Sports Direct has embarked on a mission to establish itself as ‘the Selfridges of sport’ in recent years, driven by an elevated in-store proposition and bricks-and-mortar portfolio.
Ashley is also mulling the launch of a more upmarket Frasers fascia to reinvigorate House of Fraser’s performance across a group of cherry-picked stores, while the group’s existing luxury fascia Flannels goes from strength to strength.
Losing control?
However, whatever progress has been made has not been given anything close to the airtime that Ashley’s ongoing battle with Debenhams has, and the lack of clarity about the core business has seriously spooked the City.
There is no denying that Ashley is a canny operator. Nevertheless, his bandwidth across the business will undoubtedly have been stretched, and it appears that this is beginning to erode Sports Direct’s bottom line.
Ashley has always been a law unto himself, and his unique perspective on retail has delivered results in previous years.

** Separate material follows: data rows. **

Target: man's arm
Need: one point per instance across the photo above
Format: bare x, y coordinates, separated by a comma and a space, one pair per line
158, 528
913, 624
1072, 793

But the postponement of full-year results for between one and five weeks, and the abrupt warning that profitability may come in below previous guidance, does not give the impression of a man in firm control of a rapidly expanding retail empire.
In 2016, Ashley said of running Sports Direct: “One minute [I] had a tiny little inflatable and you’re in control and the next minute you are on an oil tanker.”
The decision to postpone the results will be a disappointment to those who thought Ashley had become more adept at steering the ship. What’s not clear is whether it is the HMS Endeavour or the Titanic.